We tend to focus on the lever, but the ‘place to stand’ is just as important.

Without sure footing, the lever can’t get purchase.

When you know the essentials are being done consistently, you can experiment at the edges to make things better.

Discipline makes daring possible.

Overhead

Overhead

When you add a manager to a business, you add overhead. So the first effect of hiring someone to replace yourself as manager or supervisor – so you can work on your business instead of in it – is to take a real hit in profitability.

What if, instead of appointing someone new to manage your people, you appointed them to manage themselves? You could use the saving in overhead to invest in them instead, building a supporting framework, coaching, mentoring, training, and of course a fair share of the rewards.

When you want to expand to serve more customers or clients, you can simply add more people.
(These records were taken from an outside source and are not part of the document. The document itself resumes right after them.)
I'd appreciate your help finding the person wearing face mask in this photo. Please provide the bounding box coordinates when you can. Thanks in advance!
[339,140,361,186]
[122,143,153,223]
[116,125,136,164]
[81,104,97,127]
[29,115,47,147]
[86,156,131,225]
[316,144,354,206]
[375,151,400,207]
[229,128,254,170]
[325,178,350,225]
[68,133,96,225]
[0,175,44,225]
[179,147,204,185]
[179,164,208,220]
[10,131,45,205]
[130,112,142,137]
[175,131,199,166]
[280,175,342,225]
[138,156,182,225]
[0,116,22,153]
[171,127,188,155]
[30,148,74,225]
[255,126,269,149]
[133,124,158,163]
Those who’ve taken this approach have found the return on this kind of investment to be well worth it.

Rules

Rules

It’s often said that Culture eats Strategy for breakfast. That’s true. But what’s the strategy for maintaining Culture?

Here’s mine:

  1. An explicit Promise of Value: principles, behaviours, values, purpose, “the way we do the thing we’re here to do”.
  2. Customer-focused Roles: the parts played in delivering the Promise, “how what we’re doing now relates to our customer”
  3. A floor: the lower bound of what’s acceptable, “the least we should do”.
  4. Process: what has to happen in order to deliver the outcomes that share and keep our Promise, “our score”.

The autonomous enterprise doesn’t need a ruler, but it does need rules.